Yes, I don’t have late-stage syphilis, but ordinary scabies, apparently from a fashionable tracksuit!!!
To the house (20-odd km), I ignored the minibuses and ran at a hop.

Many people call syphilis the “French disease”, the French themselves call it “Neapolitan”, there is still no exact data on who and when became the original source of the disease, which was learned to be effective only in the middle of the last century.

Columbus discovered America and syphilis

Since in America spirochetosis is a specific disease in artiodactyls, which is no longer observed in any region on other continents, and one of the outbreaks of syphilis was recorded in Europe just after the return of Columbus, it is quite reasonable to believe that syphilis was exported from South America by sailors . From artiodactyls it could have entered the bodies of aborigines and sailors during sexual intercourse. Facts of bestiality were recorded both among sailors and among the aborigines. However, sexual contacts between sailors and natives also took place. In addition, in 1943, just after Columbus returned from the New World, outbreaks of syphilis were observed in port cities. Further vectors through which syphilis spread were the military campaigns of Charles VIII.
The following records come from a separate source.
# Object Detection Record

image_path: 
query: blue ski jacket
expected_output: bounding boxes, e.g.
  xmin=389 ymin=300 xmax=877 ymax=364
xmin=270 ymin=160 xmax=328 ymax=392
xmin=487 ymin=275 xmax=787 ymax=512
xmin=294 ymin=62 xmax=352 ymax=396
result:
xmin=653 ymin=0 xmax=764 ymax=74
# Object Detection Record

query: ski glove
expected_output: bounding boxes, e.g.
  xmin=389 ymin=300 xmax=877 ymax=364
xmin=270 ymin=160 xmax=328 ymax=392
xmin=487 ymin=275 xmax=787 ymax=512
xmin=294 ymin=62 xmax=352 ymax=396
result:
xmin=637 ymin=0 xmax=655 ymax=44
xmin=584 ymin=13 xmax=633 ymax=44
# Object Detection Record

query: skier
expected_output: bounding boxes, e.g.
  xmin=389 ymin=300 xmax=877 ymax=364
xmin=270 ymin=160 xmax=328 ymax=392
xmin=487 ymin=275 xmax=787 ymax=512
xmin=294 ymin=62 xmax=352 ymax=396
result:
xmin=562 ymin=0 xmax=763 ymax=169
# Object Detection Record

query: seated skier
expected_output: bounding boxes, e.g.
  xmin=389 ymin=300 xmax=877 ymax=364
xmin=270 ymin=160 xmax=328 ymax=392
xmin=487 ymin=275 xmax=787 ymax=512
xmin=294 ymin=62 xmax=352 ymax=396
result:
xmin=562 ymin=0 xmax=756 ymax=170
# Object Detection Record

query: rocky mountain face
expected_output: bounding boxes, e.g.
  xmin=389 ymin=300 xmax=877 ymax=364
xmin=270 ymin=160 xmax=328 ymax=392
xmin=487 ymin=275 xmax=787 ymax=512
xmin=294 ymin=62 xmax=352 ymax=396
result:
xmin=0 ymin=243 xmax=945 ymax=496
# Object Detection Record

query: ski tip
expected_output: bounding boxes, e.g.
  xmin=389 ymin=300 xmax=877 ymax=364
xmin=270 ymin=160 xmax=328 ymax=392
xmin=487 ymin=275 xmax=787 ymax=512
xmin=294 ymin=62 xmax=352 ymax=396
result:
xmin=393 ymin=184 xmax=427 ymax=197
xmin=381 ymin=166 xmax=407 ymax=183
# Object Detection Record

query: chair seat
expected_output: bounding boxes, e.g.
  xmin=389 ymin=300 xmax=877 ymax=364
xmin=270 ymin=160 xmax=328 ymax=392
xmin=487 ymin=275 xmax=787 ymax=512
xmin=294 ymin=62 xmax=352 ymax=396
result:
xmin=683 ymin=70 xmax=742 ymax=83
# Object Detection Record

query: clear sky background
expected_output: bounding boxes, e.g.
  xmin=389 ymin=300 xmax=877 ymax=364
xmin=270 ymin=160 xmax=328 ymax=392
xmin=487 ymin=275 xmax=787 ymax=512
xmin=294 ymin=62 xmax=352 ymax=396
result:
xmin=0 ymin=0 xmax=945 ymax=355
The theory is confirmed by modern data; genetic analysis has established the relationship of Treponema pallidum, which is found today, with South American treponema. But traces of syphilitic bone lesions in people who were born much earlier than Columbus cast doubt on this theory.

Syphilis in Europe

Several centuries before Columbus's voyage and before the epidemic in 1495, the Irish were well aware of the disease of French pustules. Many popes and royalty suffered from syphilis, as recorded in chronicles. And the disease itself was well described by Hippocrates back in the 4th century BC. Egyptian papyri and Assyrian clay tablets from prehistoric times are full of stories about the punishment of the gods for adultery. Rashes and ulcers, destruction of the genitals appear as the main punishment. This is very similar to the manifestations of syphilis, therefore it cannot be completely ruled out that there were foci of syphilis in Europe.

Syphilis in Ancient China

Ancient Chinese manuscripts that date back to 2600 BC contain recipes specific to the treatment of syphilis among Europeans. Kan-tu, which is what chancroid was called in Ancient China, was proposed to be treated with mercury powder.

Russia's dark past

It is believed that syphilis entered Russia quite late, but Soviet archaeologists more than once discovered the remains of ancient people in Transbaikalia, with changes characteristic of syphilis. According to the analysis, the bones belong to people who lived in the second millennium BC.

Most likely, there were several sources of syphilis on the planet, each of which had a genetically different pathogen from the genus of spirochetes, most of them did not have high pathogenicity and were rarely transmitted to partners, and therefore over time ceased to exist and the most adapted and possessing more spread across the planet. aggressiveness of the spirochete.